Council supported the northwest route on the condition the line eventually extend into Port Coquitlam.

"If we look at this in a very selfish way, we would prefer the southeast," said Young. "Getting consensus with the northwest corridor and our neighbours to the east makes a lot of sense and it will hopefully get the job done."

Council addressed the issue after a public hearing before its meeting Monday night.

Residents who spoke at the hearing were largely in favour of the northwest route, which would run from Lougheed Town Centre in Burnaby along North Road to Port Moody, tunnel down Clarke Road hill and continue along the CP Rail tracks into Coquitlam, eventually running up Pinetree Way to Douglas College.

Email comments received by the city favoured the southeast route, which would run along the Lougheed Highway past Riverview Hospital to the same final destination. The southeast route would have stations along the Lougheed Highway, within a stones-throw of PoCo's border with Coquitlam.

"We look at a route that is going to be good for business in Port Coquitlam, and what is going to be good for residents because they are consumers," said Dan Olson, executive director of the PoCo Business Improvement Association.

Olson also pointed to what he called a duplication of services. If the Evergreen Line runs along the northwest route, it will service areas already covered by the West Coast Express and several B-Line buses, he said.

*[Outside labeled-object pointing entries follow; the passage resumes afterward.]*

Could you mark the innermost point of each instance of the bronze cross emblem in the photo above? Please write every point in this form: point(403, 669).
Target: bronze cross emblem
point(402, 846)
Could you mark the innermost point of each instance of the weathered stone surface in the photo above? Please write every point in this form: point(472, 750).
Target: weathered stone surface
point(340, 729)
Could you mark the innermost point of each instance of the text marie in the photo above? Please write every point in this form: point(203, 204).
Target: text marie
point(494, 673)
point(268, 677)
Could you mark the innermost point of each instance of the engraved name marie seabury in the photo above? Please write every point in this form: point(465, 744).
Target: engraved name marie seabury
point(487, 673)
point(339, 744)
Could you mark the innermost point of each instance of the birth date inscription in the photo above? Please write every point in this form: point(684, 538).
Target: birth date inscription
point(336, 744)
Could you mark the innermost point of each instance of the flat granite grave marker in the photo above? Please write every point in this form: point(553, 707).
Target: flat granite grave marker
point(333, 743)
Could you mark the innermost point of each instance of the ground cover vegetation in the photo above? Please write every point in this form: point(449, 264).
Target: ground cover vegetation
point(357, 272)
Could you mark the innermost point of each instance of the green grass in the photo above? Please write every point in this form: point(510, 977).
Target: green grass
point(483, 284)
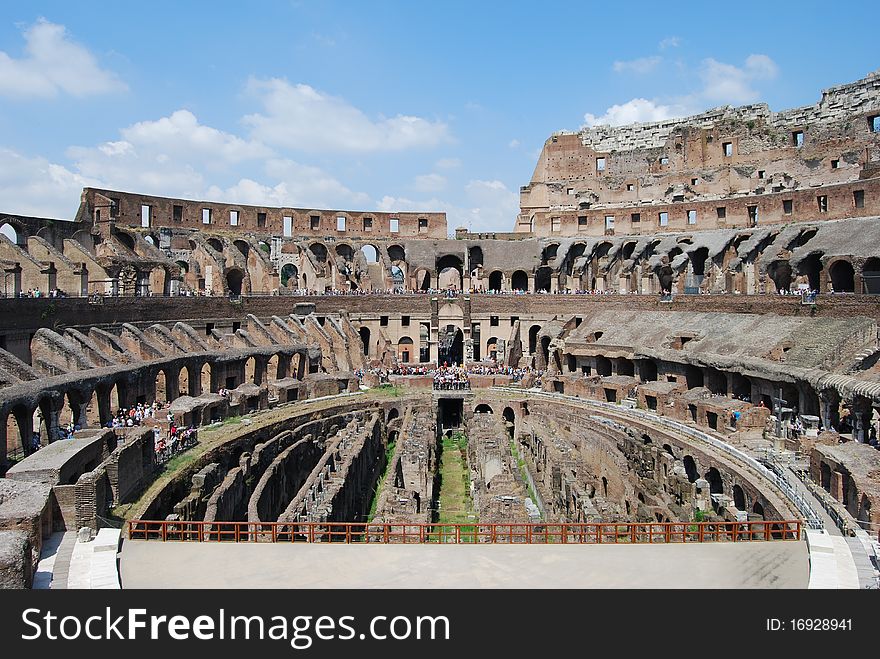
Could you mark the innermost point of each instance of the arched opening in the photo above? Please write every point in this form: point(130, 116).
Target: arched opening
point(780, 273)
point(690, 468)
point(545, 349)
point(739, 498)
point(397, 278)
point(290, 276)
point(365, 339)
point(716, 485)
point(716, 381)
point(234, 280)
point(405, 350)
point(825, 476)
point(475, 258)
point(542, 279)
point(183, 381)
point(125, 240)
point(492, 348)
point(451, 349)
point(495, 279)
point(741, 387)
point(9, 231)
point(371, 254)
point(161, 386)
point(811, 268)
point(423, 280)
point(871, 276)
point(450, 274)
point(345, 252)
point(533, 338)
point(250, 371)
point(205, 378)
point(243, 247)
point(647, 370)
point(698, 261)
point(693, 376)
point(397, 254)
point(20, 439)
point(272, 367)
point(842, 277)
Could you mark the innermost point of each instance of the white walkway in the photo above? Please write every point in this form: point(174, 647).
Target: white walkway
point(67, 563)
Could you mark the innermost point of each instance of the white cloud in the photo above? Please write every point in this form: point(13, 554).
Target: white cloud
point(448, 163)
point(304, 118)
point(638, 110)
point(721, 84)
point(490, 206)
point(169, 156)
point(298, 185)
point(430, 183)
point(726, 83)
point(53, 64)
point(641, 66)
point(493, 206)
point(37, 187)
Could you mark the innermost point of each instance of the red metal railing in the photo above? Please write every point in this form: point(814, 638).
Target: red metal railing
point(555, 533)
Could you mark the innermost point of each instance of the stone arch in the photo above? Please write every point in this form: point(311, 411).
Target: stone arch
point(205, 373)
point(542, 279)
point(235, 281)
point(739, 498)
point(371, 253)
point(811, 268)
point(871, 276)
point(345, 251)
point(693, 376)
point(446, 278)
point(475, 257)
point(842, 276)
point(405, 350)
point(243, 247)
point(396, 253)
point(519, 281)
point(290, 276)
point(690, 468)
point(183, 381)
point(364, 333)
point(716, 483)
point(319, 251)
point(533, 338)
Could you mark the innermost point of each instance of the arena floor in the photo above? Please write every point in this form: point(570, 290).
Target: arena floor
point(151, 564)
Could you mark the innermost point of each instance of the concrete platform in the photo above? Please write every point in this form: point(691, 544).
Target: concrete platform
point(151, 564)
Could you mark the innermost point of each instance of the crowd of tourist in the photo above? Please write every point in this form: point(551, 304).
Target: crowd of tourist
point(36, 292)
point(451, 377)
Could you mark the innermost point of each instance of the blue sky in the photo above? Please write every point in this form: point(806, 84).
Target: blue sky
point(384, 105)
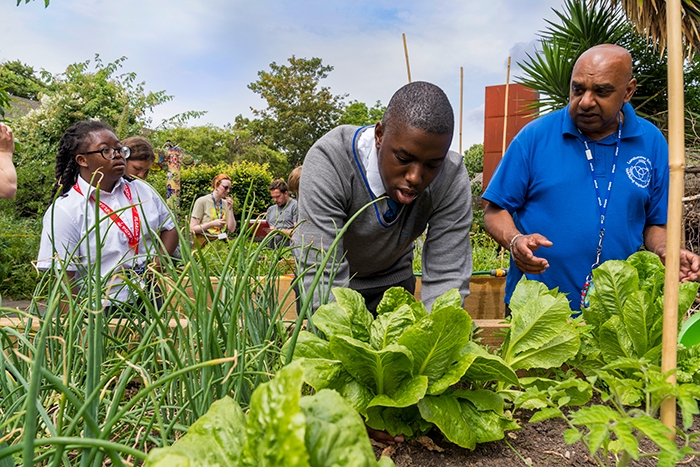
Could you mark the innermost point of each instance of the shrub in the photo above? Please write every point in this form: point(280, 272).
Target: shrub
point(19, 245)
point(474, 159)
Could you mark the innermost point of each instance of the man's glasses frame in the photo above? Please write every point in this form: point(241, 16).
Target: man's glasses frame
point(109, 153)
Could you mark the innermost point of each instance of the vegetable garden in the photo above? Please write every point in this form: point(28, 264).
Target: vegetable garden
point(216, 375)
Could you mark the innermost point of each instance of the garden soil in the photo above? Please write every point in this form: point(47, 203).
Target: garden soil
point(537, 445)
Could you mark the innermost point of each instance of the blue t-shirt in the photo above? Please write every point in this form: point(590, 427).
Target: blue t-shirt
point(544, 181)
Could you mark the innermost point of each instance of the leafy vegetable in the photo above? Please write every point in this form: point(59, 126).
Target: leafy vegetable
point(398, 370)
point(540, 333)
point(626, 312)
point(282, 429)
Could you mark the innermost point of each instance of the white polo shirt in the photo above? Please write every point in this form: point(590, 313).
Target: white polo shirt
point(68, 236)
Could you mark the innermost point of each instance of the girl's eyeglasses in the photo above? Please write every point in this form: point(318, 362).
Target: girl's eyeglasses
point(110, 153)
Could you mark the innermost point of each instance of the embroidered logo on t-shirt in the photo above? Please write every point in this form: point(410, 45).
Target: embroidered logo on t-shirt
point(639, 171)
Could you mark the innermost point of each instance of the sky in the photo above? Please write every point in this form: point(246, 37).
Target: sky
point(205, 53)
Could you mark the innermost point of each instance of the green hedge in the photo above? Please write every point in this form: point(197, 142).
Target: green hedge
point(196, 181)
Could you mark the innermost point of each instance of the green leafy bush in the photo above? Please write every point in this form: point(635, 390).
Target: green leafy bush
point(474, 159)
point(398, 370)
point(19, 245)
point(627, 308)
point(620, 357)
point(83, 92)
point(281, 429)
point(196, 181)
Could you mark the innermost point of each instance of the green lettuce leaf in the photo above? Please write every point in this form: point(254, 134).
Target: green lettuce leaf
point(382, 371)
point(488, 367)
point(215, 439)
point(436, 344)
point(335, 433)
point(639, 317)
point(405, 421)
point(353, 391)
point(388, 327)
point(450, 299)
point(614, 281)
point(614, 341)
point(540, 335)
point(276, 427)
point(462, 422)
point(526, 290)
point(309, 345)
point(448, 415)
point(394, 298)
point(408, 393)
point(347, 316)
point(320, 373)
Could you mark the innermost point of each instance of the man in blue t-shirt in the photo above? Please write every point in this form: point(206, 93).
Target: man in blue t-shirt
point(588, 183)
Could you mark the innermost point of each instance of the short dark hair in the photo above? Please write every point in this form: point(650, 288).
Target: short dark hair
point(72, 142)
point(280, 185)
point(421, 105)
point(294, 177)
point(141, 149)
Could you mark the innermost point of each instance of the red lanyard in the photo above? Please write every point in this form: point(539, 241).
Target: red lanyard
point(132, 237)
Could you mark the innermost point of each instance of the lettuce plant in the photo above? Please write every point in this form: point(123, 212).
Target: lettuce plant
point(540, 333)
point(626, 313)
point(281, 429)
point(398, 370)
point(620, 355)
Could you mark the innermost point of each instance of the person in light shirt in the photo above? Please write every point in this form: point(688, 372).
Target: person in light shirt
point(212, 214)
point(8, 174)
point(134, 222)
point(142, 157)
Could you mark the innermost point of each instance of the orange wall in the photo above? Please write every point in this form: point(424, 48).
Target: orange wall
point(519, 115)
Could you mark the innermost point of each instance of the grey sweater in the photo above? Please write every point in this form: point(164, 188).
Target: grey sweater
point(372, 253)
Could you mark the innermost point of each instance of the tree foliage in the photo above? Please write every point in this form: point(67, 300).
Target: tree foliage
point(214, 145)
point(474, 159)
point(357, 113)
point(21, 80)
point(82, 92)
point(196, 182)
point(583, 24)
point(299, 111)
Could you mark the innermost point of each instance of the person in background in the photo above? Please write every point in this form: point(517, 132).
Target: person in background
point(584, 184)
point(135, 223)
point(403, 164)
point(282, 215)
point(142, 157)
point(8, 175)
point(293, 181)
point(212, 215)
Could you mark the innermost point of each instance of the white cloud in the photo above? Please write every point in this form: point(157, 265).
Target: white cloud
point(206, 53)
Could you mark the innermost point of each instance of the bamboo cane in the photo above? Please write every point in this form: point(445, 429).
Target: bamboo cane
point(505, 111)
point(405, 51)
point(461, 105)
point(676, 164)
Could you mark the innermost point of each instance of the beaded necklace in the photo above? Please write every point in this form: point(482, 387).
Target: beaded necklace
point(602, 208)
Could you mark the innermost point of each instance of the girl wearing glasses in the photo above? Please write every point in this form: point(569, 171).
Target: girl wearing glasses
point(212, 215)
point(133, 219)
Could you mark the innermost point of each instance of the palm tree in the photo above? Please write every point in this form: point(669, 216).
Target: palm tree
point(581, 27)
point(649, 16)
point(662, 21)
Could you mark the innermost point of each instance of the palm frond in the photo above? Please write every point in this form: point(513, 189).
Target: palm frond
point(649, 17)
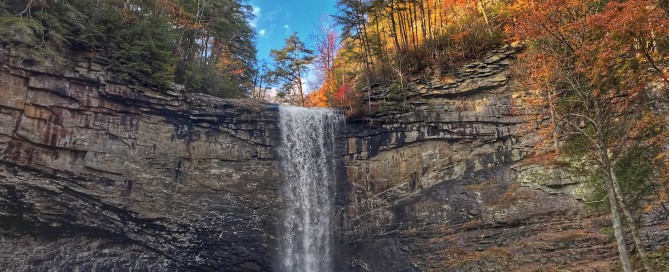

Not all councillors cast their vote for the northwest route, either.

"The southwest line is by far a better line for Port Coquitlam," said Coun. Greg Moore. "It serves our residents with a station at Pitt River [Road] and Lougheed."

Moore added that by negotiating with TransLink, the southeast route might even facilitate a station in the city.

Coun. Arlene Crowe also voted against supporting the northwest line, pointing out that Port Coquitlam's 60,000 residents deserved the line more than Port Moody's 30,000.

"Why would Port Moody take precedent over us?" she said. "I feel our taxpayers are paying their fair share of taxes toward TransLink and our congestion is worse than Port Moody's, so I am not going to support it."